< 2 Samuël 19 >
1 En Joab werd aangezegd: Zie, de koning weent, en bedrijft rouw over Absalom.
Le dijeron a Joab: “He aquí que el rey llora y se lamenta por Absalón”.
2 Toen werd de verlossing te dienzelven dage het ganse volk tot rouw; want het volk had te dienzelven dage horen zeggen: Het smart den koning over zijn zoon.
La victoria de ese día se convirtió en luto en todo el pueblo, pues el pueblo oyó decir ese día: “El rey llora por su hijo.”
3 En het volk kwam te dienzelven dage steelsgewijze in de stad, gelijk als het volk zich wegsteelt, dat beschaamd is, wanneer zij in den strijd gevloden zijn.
Aquel día el pueblo se escabulló en la ciudad, como se escabulle la gente avergonzada cuando huye en la batalla.
4 De koning nu had zijn aangezicht toegewonden, en de koning riep met luider stem: Mijn zoon Absalom, Absalom, mijn zoon, mijn zoon!
El rey se cubrió el rostro, y el rey gritó en voz alta: “¡Hijo mío Absalón, Absalón, hijo mío, hijo mío!”
5 Toen kwam Joab tot den koning in het huis, en zeide: Gij hebt heden beschaamd het aangezicht van al uw knechten, die uw ziel, en de ziel uwer zonen en uwer dochteren, en de ziel uwer vrouwen, en de ziel uwer bijwijven heden hebben bevrijd;
Joab entró en la casa del rey y le dijo: “Hoy has avergonzado los rostros de todos tus siervos que hoy han salvado tu vida, la de tus hijos y la de tus hijas, la de tus esposas y la de tus concubinas;
6 Liefhebbende die u haten, en hatende die u liefhebben; want gij geeft heden te kennen, dat oversten en knechten bij u niets zijn; want ik merk heden, dat zo Absalom leefde, en wij heden allen dood waren, dat het alsdan recht zou zijn in uw ogen.
porque amas a los que te odian y odias a los que te aman.
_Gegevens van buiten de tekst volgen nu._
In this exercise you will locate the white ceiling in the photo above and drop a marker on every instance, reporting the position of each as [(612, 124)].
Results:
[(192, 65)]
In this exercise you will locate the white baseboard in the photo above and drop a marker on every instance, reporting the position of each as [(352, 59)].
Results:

Porque hoy has declarado que los príncipes y los siervos no son nada para ti. Pues hoy percibo que si Absalón hubiera vivido y todos nosotros hubiéramos muerto hoy, entonces te habría complacido.
7 Zo sta nu op, ga uit, en spreek naar het hart uwer knechten; want ik zweer bij den HEERE, als gij niet uitgaat, zo er een man dezen nacht bij u zal vernachten! En dit zal u kwader zijn, dan al het kwaad, dat over u gekomen is van uw jeugd af tot nu toe.
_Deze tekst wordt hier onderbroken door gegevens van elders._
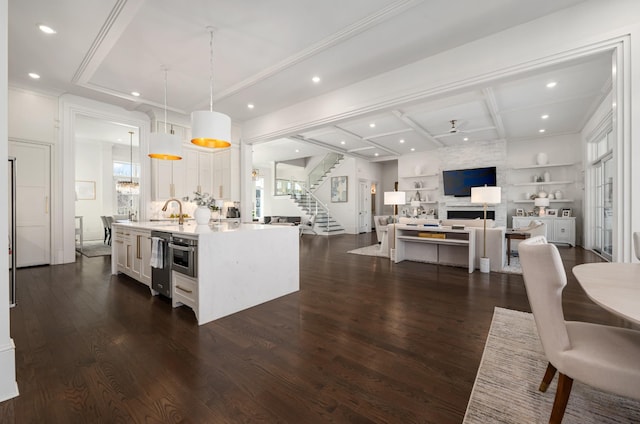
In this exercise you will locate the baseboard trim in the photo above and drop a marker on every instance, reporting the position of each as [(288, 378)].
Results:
[(8, 383)]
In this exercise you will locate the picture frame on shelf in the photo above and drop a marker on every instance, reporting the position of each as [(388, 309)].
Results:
[(339, 189)]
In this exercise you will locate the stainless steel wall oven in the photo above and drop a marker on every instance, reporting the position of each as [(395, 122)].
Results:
[(184, 255)]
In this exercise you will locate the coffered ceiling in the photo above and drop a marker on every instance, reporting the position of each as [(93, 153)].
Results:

Ahora, pues, levántate, sal y habla para consolar a tus siervos; porque te juro por Yahvé que si no sales, ni un solo hombre se quedará contigo esta noche. Eso sería peor para ti que todo el mal que te ha ocurrido desde tu juventud hasta ahora”.
8 Toen stond de koning op, en zette zich in de poort. En zij lieten al het volk weten, zeggende: Ziet, de koning zit in de poort. Toen kwam al het volk voor des konings aangezicht, maar Israel was gevloden, een iegelijk naar zijn tenten.
Entonces el rey se levantó y se sentó en la puerta. A todo el pueblo se le dijo: “He aquí que el rey está sentado en la puerta”. Todo el pueblo se presentó ante el rey. Israel había huido cada uno a su tienda.
9 En al het volk, in alle stammen van Israel, was onder zich twistende, zeggende: De koning heeft ons gered van de hand onzer vijanden en hij heeft ons bevrijd van de hand der Filistijnen, en nu is hij uit het land gevlucht voor Absalom;
Todo el pueblo estaba en lucha por todas las tribus de Israel, diciendo: “El rey nos libró de la mano de nuestros enemigos, y nos salvó de la mano de los filisteos; y ahora ha huido del país de Absalón.
10 En Absalom, die wij over ons gezalfd hadden, is in den strijd gestorven; nu dan, waarom zwijgt gijlieden van den koning weder te halen?
Absalón, a quien ungimos sobre nosotros, ha muerto en la batalla. Ahora, pues, ¿por qué no dices una palabra para hacer volver al rey?”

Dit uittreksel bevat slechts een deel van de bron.